Sumber gambar: Pixabay

Menulis di media
Ketika menulis di media, kami harus berpegang teguh pada etika jurnalistik. Setiap kami menulis, kami harus mengingat kembali apa saja yang ada di etika-etika jurnalistik tersebut. Sederhananya, kami tidak boleh menuliskan sesuatu yang berpotensi menyinggung SARA, berisi konten pornografi, hoax, dan atau menulis artikel yang berisi penuh dengan opini dari si penulis. Tidak boleh.

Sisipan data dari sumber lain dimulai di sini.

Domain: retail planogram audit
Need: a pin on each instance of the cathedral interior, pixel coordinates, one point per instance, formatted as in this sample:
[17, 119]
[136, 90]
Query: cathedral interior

Kebayang, dong, bagaimana hati-hatinya kami dalam membuat satu tulisan. Apalagi dalam satu hari, kami ditargetkan menulis sebelas tulisan hanya dalam waktu delapan jam saja. Untungnya, beberapa waktu yang lalu, target tulisan dikurangi menjadi hanya sepuluh tulisan setiap delapan jam kerja. Sebuah perubahan yang enggak signifikan memang.
 
Terlebih ketika membuat tulisan yang berhubungan dengan peritiwa humanis. Kami juga harus memikirkan dampak tulisan yang kami buat terhadap objek (atau subjek) yang kami tulis, tentang keluarganya dan juga lingkungan di sekitarnya. Jangan sampai tulisan tersebut mengekspos hal-hal sedemikian rupa yang tidak berkaitan yang membuat enggak nyaman si objek (atau subjek) yang ditulis.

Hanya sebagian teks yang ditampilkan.